A mouthful, I know but that longer answer actually covers a lot more ground than the standard answer and creates far more space for interpreters to think about and improve their work. In one (albeit long) sentence, interpreters can suddenly see that they are not just linguistic beasts but social and intentional animals. And once they realise that, whole new vistas open up for them to improve their skills.

Even still, being a researcher in interpreting means living with a huge amount of “I don’t know”s, especially in the areas that seem simple. We don’t actually know if you are better off interpreting into or out of your A language, despite lots of trying. We are still exploring exactly what changes when an interpreter is in a meeting or at a conference. We are still trying to figure out how interpreters do what they do and how they can improve. And as for specialisation: well, we haven’t really attempted to pin down the economics of that, let alone the process of getting there.

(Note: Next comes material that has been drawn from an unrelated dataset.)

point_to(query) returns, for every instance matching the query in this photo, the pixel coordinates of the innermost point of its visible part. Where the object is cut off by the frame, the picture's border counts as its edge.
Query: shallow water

When I first started in research, I thought I would become some kind of expert, with lots of things to teach people. And, yes, I have learned a lot. But a lot of what I have learned is just how much we don’t know and how many things are actually really difficult to find out. I have figured out, however, that when it comes to interpreting, Occam’s razor turns out to be pretty blunt. The standard, quick answers that float around the profession simply mask the sheer complexity of what we do and how we do it. Some of them are great for starters but there is a whole lot more to discover.